Light Phone Strikes Deal With Andrew Yang’s Noble Mobile To Ship 500 Phones Immediately
- Andrej Botka
- 4 days ago
- 2 min read

A partnership between the pared-down Light Phone and Noble Mobile, the carrier launched by entrepreneur Andrew Yang, will put 500 Light Phone III handsets into customers’ hands right away — provided they sign on to a two-year Noble Mobile service plan that costs $50 a month. The arrangement spreads the phone’s cost across 24 monthly payments, totaling $1,200 for the contract, and includes a Light-specific plan that provides 5 gigabytes of data and the chance to earn up to $5 back for each unused gigabyte. Noble’s regular unlimited offerings still allow customers to reclaim as much as $20 per unused gigabyte below a 20-gigabyte threshold.
Light Phone’s founders say the move removes a major barrier: it’s the first time the company can ship the Light Phone III without customers paying the full $699 price up front. Supply constraints, including a persistent shortage of memory chips, have complicated manufacturing and deliveries for the small Boston startup. Since the Light Phone III debut last spring, the company has shipped roughly 20,000 units, and buyers who try to purchase the handset outside this Noble tie-up were told to expect a wait into September.
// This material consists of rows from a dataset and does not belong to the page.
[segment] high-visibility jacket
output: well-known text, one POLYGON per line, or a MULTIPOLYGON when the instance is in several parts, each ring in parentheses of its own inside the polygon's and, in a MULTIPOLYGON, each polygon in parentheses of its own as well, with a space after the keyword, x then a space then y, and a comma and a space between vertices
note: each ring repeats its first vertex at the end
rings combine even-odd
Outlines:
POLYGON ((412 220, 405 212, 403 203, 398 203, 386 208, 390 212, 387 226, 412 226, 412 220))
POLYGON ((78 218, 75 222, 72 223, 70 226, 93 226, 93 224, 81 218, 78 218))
The Light Phone III keeps essential features — voice calls, texting, turn-by-turn directions and a contacts app — while intentionally leaving out many of the services found on mainstream smartphones. Some owners use the device as their only phone; others pair it with a full-featured handset used via the Light Phone’s hotspot. That split reflects a common consumer compromise: people want less distraction but still want access to ride-hailing or messaging apps in certain situations, so they carry a second device or a separate number for work and home use.
New hardware choices for the latest model include a color OLED display and both front- and rear-facing cameras, plus planned support for video calls. The company’s founders — former Google incubator participants who are also photographers — said they debated adding image capture before deciding on a restrained implementation: a tactile shutter, quick access and basic focusing, without automated retouching or heavy processing. They framed the camera as a tool for making deliberate photos, not for feeding a nonstop sharing cycle.
There are trade-offs. The Light Phone relies on SMS rather than the industry’s RCS standard, so users shouldn’t expect rich group chats, strong end-to-end encryption or high-quality media transfers; pictures and videos will be compressed. A telecom analyst we spoke with said the rebate model may appeal to people actively trying to cut screen time by turning data consumption into a measurable, wallet-sensitive behavior. But locking the phone to a two-year plan could dissuade buyers who prize flexibility.
For Light Phone, the Noble Mobile agreement could shorten waitlists and broaden its customer base, while giving the carrier a distinct product to market. It remains to be seen whether the deal nudges enough users away from data-hungry devices to make the partnership a long-term growth strategy for both companies.